Köydekilere bir kez daha göz devirdim. Alice sinirle kollarını sallayarak kulaklarından tuttuğum tavşanı yavaşça alıp severek diğer tavşanların olduğu kafese koydu. Lanet tavşan bende de o kafese girse hiç böyle şeyler yaşanmayacaktı! Alice tavşanı koyar koymaz eski sinirli haline geri dönüp gözleriyle adeta beni ateşlere atarken hızlı bir hareketle kolumu yakalayıp her zamankinden olan minik çimdiğini atıp çadıra girdi. Minik çimdik deyip geçtiğime bakmayın buna artık alışmıştım çimdiklediği yer anında kızarıp yavaştan morarırken yüzümü buruşturup  bende hemen onun arkasından büyük çadırımıza girdim.

Diğer köylülere nispeten daha büyük bir çadırımız vardı.Çadırımızı kısaca anlatmak gerekirse girerken biraz eğilmem gerekiyordu fakat çadırın içine girdiğimde yere sık sık dizilmiş tahtalar ve tahtaların üzerinde oturmak için konulan yumuşak yastıklar ayakta durmamı gerektirmiyordu.
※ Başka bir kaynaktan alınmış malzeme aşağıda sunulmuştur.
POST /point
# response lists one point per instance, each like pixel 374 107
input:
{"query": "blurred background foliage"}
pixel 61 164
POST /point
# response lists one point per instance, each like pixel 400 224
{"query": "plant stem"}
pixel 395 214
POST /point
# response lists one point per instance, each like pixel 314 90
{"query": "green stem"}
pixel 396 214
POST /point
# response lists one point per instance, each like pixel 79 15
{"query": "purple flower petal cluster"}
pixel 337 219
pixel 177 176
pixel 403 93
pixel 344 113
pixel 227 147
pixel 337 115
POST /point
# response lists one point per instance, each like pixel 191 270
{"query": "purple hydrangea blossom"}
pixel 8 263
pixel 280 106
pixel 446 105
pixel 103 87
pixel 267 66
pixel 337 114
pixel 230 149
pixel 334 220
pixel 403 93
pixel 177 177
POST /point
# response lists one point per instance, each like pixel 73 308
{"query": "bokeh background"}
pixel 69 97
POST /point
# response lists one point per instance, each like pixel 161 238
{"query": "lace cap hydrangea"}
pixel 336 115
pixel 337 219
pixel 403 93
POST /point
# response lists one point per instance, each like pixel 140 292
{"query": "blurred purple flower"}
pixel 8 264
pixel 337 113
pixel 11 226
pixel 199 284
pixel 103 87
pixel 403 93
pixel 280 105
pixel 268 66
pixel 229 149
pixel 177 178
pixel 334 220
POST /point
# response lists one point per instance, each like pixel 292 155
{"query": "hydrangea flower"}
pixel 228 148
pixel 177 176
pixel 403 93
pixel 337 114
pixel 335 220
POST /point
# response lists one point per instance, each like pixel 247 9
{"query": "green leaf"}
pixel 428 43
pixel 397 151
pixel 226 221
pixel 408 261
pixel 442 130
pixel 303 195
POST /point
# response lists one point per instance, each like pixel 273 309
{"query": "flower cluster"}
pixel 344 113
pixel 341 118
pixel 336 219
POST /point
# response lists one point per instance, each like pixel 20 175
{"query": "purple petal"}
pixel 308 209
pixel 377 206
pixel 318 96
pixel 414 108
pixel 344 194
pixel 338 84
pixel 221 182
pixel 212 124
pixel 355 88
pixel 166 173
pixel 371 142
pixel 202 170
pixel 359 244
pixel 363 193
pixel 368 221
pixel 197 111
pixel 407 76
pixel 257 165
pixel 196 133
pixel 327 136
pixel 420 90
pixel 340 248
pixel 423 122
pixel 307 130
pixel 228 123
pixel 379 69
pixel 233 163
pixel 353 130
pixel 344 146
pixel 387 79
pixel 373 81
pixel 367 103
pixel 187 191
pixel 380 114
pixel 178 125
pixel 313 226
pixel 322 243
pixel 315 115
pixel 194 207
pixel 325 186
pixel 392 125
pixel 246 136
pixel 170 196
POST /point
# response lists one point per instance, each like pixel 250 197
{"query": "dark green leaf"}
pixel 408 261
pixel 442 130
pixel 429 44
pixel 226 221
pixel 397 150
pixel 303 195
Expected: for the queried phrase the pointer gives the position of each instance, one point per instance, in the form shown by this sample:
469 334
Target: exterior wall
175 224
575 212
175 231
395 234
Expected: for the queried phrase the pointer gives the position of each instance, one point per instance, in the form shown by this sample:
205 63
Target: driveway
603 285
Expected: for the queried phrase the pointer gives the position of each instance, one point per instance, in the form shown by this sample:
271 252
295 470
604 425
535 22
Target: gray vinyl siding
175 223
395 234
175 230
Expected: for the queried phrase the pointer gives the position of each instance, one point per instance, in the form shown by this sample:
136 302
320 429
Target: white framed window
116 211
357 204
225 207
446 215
Çadırın örtüsü kalın bir hayvanın derisinde yapılmış ve yere sağlam bir şekilde bağlanmıştır. Bu köyde kışlar biraz haşin geçtiğinden köy halkı bunun için bir çok önlem almıştı.

Çadırın örtüsünün bazı yerlerinde ise küçükken yaptığım bir kaç resim ve Marry annenin kendi elleriyle yaptığı bir kaç rüya kapanı asılıydı.Çadırımızı diğer çadırlardan büyük gösteren şey ise Marry annenin ayrıca kaldığı bölümdü çadırla bağlantılıydı ve bulunduğum yer kadar da bir alan vardı. Ben ve Alice burada kalıp uyurduk Marry annede bazı geçeler bizimle uyurdu ama genelde kendi odasında bitkisel ilaçlarıyla birlikte uyurdu. Alice daha demin ki minik tavşanları ve genelde Krallığında merkezinde ki pazar yerinde de Marry annenin yaptığı bitkisel ilaçları insanlara satardı, çoğu zaman para ilaçlardan gelirdi bunun nedeni ise Alice'in asla tavşanları satmaya çalışmaması, her ne kadar satıyorum dese de hafta da ancak bir tane veya iki taneyi zar zor satıyordu!